A fervent critic of Mr. Trump, Mr. Stevens has a book out this month, “It Was All a Lie,” which charts what he describes as the Republican Party’s decades-long spiral into racism, nativism and ultimately Trumpism. He said descendants of political families might feel burdens of virtue more acutely than others do. He mentioned George Romney’s protest against what he considered the party’s lack of commitment to civil rights at the Republican National Convention in 1964. “To me, you can take a direct line from there to Mitt saying ‘Black Lives Matter’ in 2020,” he said.
Until recently, no one would have ever described Mitt Romney as a leading dissident within his party. But the Trump years have imposed a distinct set of character tests upon elected Republicans at every level.

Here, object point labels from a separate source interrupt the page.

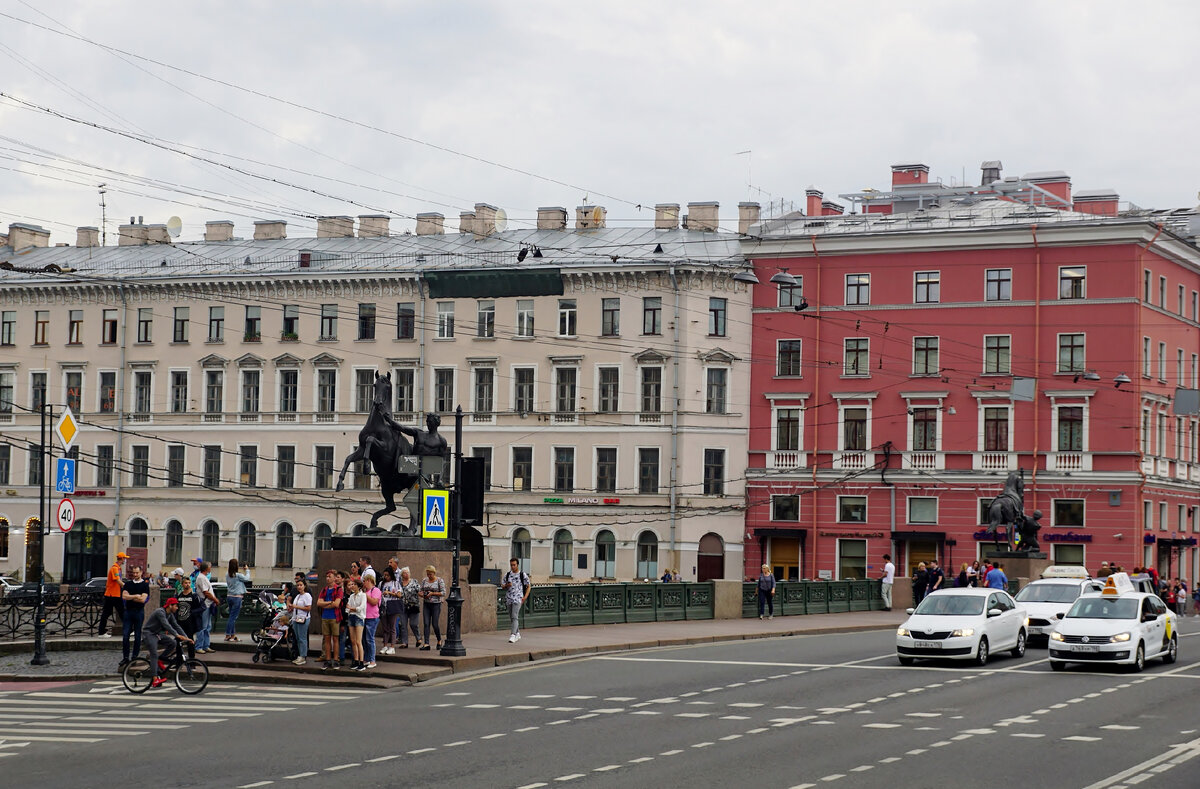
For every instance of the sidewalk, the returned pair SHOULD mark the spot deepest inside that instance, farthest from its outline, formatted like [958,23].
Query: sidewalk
[485,651]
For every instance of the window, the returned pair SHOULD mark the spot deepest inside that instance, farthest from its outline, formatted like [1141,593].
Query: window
[999,284]
[647,555]
[175,461]
[178,391]
[246,540]
[562,560]
[443,390]
[211,467]
[652,315]
[328,321]
[924,356]
[715,390]
[247,468]
[522,390]
[652,390]
[216,324]
[283,544]
[564,469]
[568,318]
[485,319]
[717,313]
[610,317]
[1072,281]
[445,320]
[525,318]
[928,287]
[787,354]
[75,327]
[286,467]
[522,468]
[648,470]
[714,473]
[173,549]
[858,289]
[922,509]
[145,323]
[606,469]
[855,356]
[1071,354]
[324,467]
[609,401]
[141,467]
[406,320]
[366,321]
[565,389]
[851,509]
[785,507]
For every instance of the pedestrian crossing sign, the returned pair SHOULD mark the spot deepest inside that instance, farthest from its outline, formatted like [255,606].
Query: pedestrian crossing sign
[435,513]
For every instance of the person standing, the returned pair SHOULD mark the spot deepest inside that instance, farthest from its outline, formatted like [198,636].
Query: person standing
[235,591]
[135,595]
[113,604]
[889,576]
[766,592]
[516,591]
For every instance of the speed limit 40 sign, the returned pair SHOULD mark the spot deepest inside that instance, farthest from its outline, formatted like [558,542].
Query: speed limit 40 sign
[66,515]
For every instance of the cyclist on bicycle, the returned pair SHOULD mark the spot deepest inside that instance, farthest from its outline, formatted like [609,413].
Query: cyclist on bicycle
[161,626]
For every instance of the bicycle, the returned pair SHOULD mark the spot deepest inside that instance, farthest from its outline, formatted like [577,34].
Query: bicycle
[191,674]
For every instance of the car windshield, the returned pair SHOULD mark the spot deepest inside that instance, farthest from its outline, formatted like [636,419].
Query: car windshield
[1048,594]
[951,606]
[1104,608]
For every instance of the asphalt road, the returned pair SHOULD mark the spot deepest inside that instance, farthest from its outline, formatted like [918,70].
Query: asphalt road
[802,711]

Mr. Romney idolized his father, to a point where he would write “Dad” on a sheet of paper at his lectern before big political speeches and debates. As he has navigated the lonely terrain of a defiant Republican in the Trump era, Mr. Romney said his father had loomed as a powerful example.
“It’s not as if I stop to consider ‘What would Dad want me to do?’” Mr. Romney said. As he has gotten older and embarked on what will most likely be the last chapter of his career, in the Senate, Mr. Romney said, it has become easier to heed the lessons of his forebears rather than the demands of political expediency.